Lana is my reward. I revel in her – with her sparky cuteness, her puppyish joy, fluffy hair, elfin face and broken tooth, verbal and physical dexterity and happy go lucky manner. She is easy breezy lemon squeeze, and I think Jonah and Ava for teaching me how to enjoy this, knowing how all to briefly this creature will exist in its current form.

So it’s with trepidation I embark on a new phase in my life, in which small children will barely feature. I’ve taken a big job, a grown up job. I need to money to offset the financial squeeze. I need the intellectual stimulation of a new challenge and I will have this in spades. Covid made life with children easy. Too easy, in a way- I could drink on weekdays, nap at lunchtime, exercise in my commute, paint my nails in meetings, fit my work around laundry, shopping, baking cakes. It couldn’t last. I don’t mind. It will be good for me to get out, face the drizzle on a Monday morning, enjoy a bit of grown up normality, the chat and camaraderie of office life. It’s not like I have to do it everyday, like I used to. I think my mental health is safe, between a tiny dose of sertraline and middle aged colleagues who aren’t interested in what I might do at the weekend.

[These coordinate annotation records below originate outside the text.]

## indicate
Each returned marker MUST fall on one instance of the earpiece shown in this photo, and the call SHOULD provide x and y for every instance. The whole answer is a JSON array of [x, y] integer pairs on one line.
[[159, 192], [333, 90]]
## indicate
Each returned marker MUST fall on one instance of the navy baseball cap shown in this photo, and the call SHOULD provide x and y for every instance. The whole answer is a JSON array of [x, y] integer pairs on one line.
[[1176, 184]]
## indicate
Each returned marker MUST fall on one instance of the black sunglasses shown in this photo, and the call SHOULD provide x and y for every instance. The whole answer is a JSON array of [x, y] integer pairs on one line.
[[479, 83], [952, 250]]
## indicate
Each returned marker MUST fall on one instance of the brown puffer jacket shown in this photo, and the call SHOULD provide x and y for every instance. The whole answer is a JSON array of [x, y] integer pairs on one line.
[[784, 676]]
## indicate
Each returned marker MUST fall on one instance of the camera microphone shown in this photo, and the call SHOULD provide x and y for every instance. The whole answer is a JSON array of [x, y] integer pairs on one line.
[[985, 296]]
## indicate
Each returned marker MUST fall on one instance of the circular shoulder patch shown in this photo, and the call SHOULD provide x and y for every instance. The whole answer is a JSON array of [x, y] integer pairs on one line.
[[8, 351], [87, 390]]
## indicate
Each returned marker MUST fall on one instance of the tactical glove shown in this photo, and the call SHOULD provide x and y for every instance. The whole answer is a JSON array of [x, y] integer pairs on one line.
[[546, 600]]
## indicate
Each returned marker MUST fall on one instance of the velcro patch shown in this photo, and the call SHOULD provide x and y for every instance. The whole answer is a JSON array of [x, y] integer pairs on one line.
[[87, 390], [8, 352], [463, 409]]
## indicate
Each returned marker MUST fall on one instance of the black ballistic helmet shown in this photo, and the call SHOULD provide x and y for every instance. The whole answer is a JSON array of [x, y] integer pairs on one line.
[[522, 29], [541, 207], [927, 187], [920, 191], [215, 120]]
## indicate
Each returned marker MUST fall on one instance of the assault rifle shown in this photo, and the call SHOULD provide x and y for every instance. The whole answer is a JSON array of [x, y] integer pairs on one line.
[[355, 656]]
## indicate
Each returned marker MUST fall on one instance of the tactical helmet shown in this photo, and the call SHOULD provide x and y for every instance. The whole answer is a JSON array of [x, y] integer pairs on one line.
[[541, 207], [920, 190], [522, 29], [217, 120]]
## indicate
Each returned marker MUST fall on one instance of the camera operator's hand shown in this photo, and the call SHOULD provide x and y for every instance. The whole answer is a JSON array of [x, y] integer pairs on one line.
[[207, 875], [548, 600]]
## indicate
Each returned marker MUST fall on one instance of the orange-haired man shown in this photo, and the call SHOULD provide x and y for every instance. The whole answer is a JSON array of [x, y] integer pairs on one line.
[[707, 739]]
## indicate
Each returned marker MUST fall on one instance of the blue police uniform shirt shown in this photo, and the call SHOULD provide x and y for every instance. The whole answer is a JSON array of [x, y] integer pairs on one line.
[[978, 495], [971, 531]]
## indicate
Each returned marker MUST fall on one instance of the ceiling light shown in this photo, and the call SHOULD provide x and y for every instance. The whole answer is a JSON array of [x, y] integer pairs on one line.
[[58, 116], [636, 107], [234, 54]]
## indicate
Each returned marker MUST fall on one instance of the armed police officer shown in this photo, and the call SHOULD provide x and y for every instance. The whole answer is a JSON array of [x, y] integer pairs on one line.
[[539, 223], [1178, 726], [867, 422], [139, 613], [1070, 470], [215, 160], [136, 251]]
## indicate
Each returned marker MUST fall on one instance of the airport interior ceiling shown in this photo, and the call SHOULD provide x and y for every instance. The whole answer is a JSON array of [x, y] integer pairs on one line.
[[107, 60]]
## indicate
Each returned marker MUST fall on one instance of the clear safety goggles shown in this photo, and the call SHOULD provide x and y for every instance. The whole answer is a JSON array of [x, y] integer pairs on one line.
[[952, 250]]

I’m climbing out of my comfort zone in a much better place. But life has moved on. My parents are noticeably older, my sister has been unwell. Normality feels more fragile, prone to the whims of dictators, the market, and popular sentiment on Tic Toc. I’m not sure I like it, not least because my own views feel at odds with the majority. I liked Liz Truss, for example. Thought her policies made sense – were heroic in a way, but that seemed to make me an enemy of the people, despite the fact my own mortgage was growing unwieldy. I grasped the nettle, took the more difficult job – perhaps I’m just privileged to have had the option, for all it feels like it’s just been a lot of hard decisions and bloody hard work.

Perhaps that’s the comeuppance for those that fly too high without the authority to do so. Maybe it’s a lesson I’ll learn to my cost as I learn to walk with the giants of the financial world. But how many of us would turn down opportunity when it comes knocking – even with the risk you could come to a sticky end. For now, at the beginning of a new chapter, I feel happy that my hard work is coming to fruition, in family, finances and finally, career.

I do worry though. With my current middle aged bob, I identified a lot with our erstwhile PM, so much so I purchased the Karen Millen frock she wore on her inaugural Tory Party Conference, albeit it in a more somber shade. It felt like such a power frock at the time. Confirmation I’d finally made it. I hope I don’t end up with lettuce on my face, like she did, projected onto the House of Commons like some latter day, cautionary Gail Porter. Climbing the pole isn’t the tricky part, as I know from my own past endeavours. It’s staying up there where the skill really lies.

And so to Tom. How happy are we these days? We are more likely to have a snooze on the sofa than use our lunch break for passionate endeavours. And I sense that having reached moreorless parity in our financial contributions only works if our child and housekeeping equality keeps pace. For now, the end is in sight. Ten years to retirement- the finishing line- can we make it? Can we pay off the mortgage on two properties amid financial collapse? And even if we can, what’s the point of retirement in a world where travel is now the preserve of the ultra well off. These are questions for another day. And if you’re still here, with us, on this journey, well, I thought you’d like to know that it’s all turned out ok in the end- for now.